I helped a client last week that lives abroad and is looking to buy a property jointly with their daughter in the UK, this was in order to use their joint income. The lenders that will lend insist both are on the mortgage and both are on the title deeds so he will be hit with an extra £9,000 in stamp duty.
I also spoke to a client that is not married but lives with his partner. He owns in London and they wish to buy jointly a property in Devon as a holiday home. As the couple are not married I found a lender to lend 80% on a joint mortgage sole title basis which means the property will only be registered at land registry (currently in process of being privatised) in her name and thus I have saved them around £6,000 in stamp duty!
Large Corporate Landlords
The Chancellor had indicated that large companies or individuals may escape the extra stamp duty if they own 15 or more properties. But, alas it was not to be, as after consultation ending in February and announced last week in the budget, the large portfolio landlords will not escape the extra stamp duty rates.

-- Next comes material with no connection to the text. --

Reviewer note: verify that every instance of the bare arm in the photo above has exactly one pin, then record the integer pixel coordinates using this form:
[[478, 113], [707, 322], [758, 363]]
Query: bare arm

Niche way to escape extra stamp duty!
But wait, there is a way to escape the increased stamp duty rates. All you need to do is buy 6 properties or more together, simple.
For property transactions consisting of 6 or more residential properties you will now pay commercial stamp duty rates. Commercial stamp duty rates changed in the budget and are now:
- 0% to £150,000
- 2% Between £150,001 and £250,000
- 5% above £250,000
(These new rates mean that buyers of commercial property worth up to £1.05 million will pay less in stamp duty).
So if you plan to buy 6 flats for £250,000 each you would pay £138,750 in stamp duty if you brought them all individually (thus paying the increased stamp duty of 3% on each banding) but as you are going to buy all 6 in one transaction then they fall under commercial stamp duty rates and the tax bill is a much more manageable £64,500. So there you have it property investors – rather than buy 1 flat, buy 6 flats.
Finally, I will end with part of the budget that brought a smile to my face. Here is an excerpt from the Government website. For all of you lending power tools to friends for a small fee or allowing someone to keep items in your garage or loft some good news……
‘From April 2017, there will be two new tax-free £1,000 allowances – one for selling goods or providing services, and one on income from property you own.
People who make up to £1,000 from occasional jobs – such as sharing power tools, providing a lift share or selling goods they have made – will no longer need to pay tax on that income.
In the same way, the first £1,000 of income from property – such as renting a driveway or loft storage – will be tax free.’
Anyone want to use my Makita Combi Drill?